Ultimately, reporting should reflect the portfolio’s financial, social, and environmental performance. The underpinning objective is to transparently capture its environmental, employment and product impacts, as described by the Impact-Weighted Accounts Initiative. In other words, a comprehensive report should disclose the impact-weighted profitability of the portfolio, relative to its alternatives.
We cannot overstate how much of a differentiating factor transparently disclosing details on portfolio impact can be. It asserts your credibility as an expert in the field and can also help mitigate any track record–related concerns.

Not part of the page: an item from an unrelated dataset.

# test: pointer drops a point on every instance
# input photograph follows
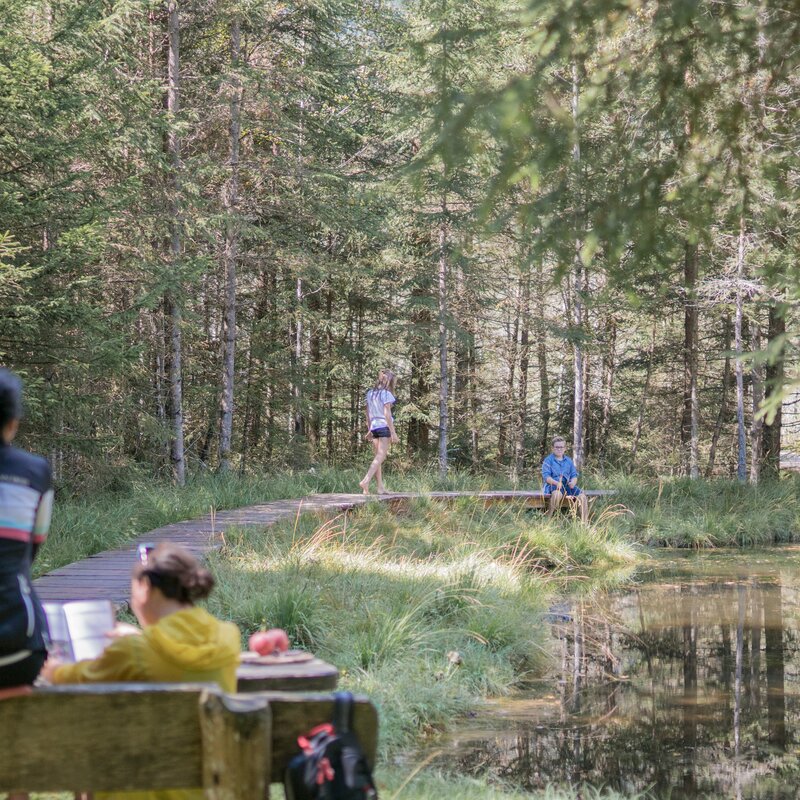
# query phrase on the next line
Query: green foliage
(425, 611)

4. Know your Audience To Scale ESG Funds
As a rule of thumb, it is essential you allocate your resources prudently. The best way to do so is to focus on attracting clients most likely to support you at this early stage. This entails approaching clients for whom your strategy serves as a solution to address gaps in their portfolios or readily-identified concerns.
When it comes to sophisticated institutional allocators, the key goal is to understand their stance on ESG investing. Does is garner top-management support? Have they made public commitments to fully integrate ESG issues? Have they made unfavorable headlines because of ESG considerations? Is the regulatory environment urging them to increase their allocations to ESG funds? In short, you must explain why your solution is relevant to them. How it can help them achieve their own goals.
Moving ahead, we recommend losing the notion one or two investors will alone bring the fund to the desired level of asset management. Instead, focus on smaller opportunities, which are that much likelier to materialize. For example, family offices tend to be more relaxed in their requirements, but often have a greater appetite for innovation than larger, more institutional investors. As a result, their client bases may have strong views on ESG issues. They may positively look onto their investments advantageously impacting their business.
By knocking on the right door, you are effectively solving the chicken-and-egg conundrum.
Corporate non-financial reporting has considerably evolved in recent years. A number of voluntary reporting frameworks the likes of the GRI, SASB/IIRC, CDP, TCFD, CDSB now help companies disclose ESG data that is altogether more relevant and comprehensive.
Just last year, several initiatives were developed with a view to harmonize corporate Environmental, Social and Governance (ESG) disclosures. Revealingly, the European Commission is now looking to amend the Directive on the Non-Financial Information of Companies (NFRD) to streamline more reliable and comparable information. The World Economic Forum similarly developed a standard which selected indicators from existing frameworks organized around 4 pillars of governance, people, planet and prosperity. Finally, in October 2020, the IFRS Foundation (which hosts the International Accounting Standards Board) issued a request for comments on a proposal to create a sustainability standards board. Meanwhile group of 33 institutional investors, representing a combined $5.1 trillion of AUM committed to transitioning their investment portfolios to net-zero greenhouse gas emissions by 2050.
These different developments all point to the impetus around ESG investing. It has never been bigger and investors will keep increasing their allocations to ESG funds. Beyond tapping in the relevant methodology and data management, managers must develop greater competence and hands-on experience on ESG topics. There lies the key to effectively scale ESG funds and navigate the related complexity.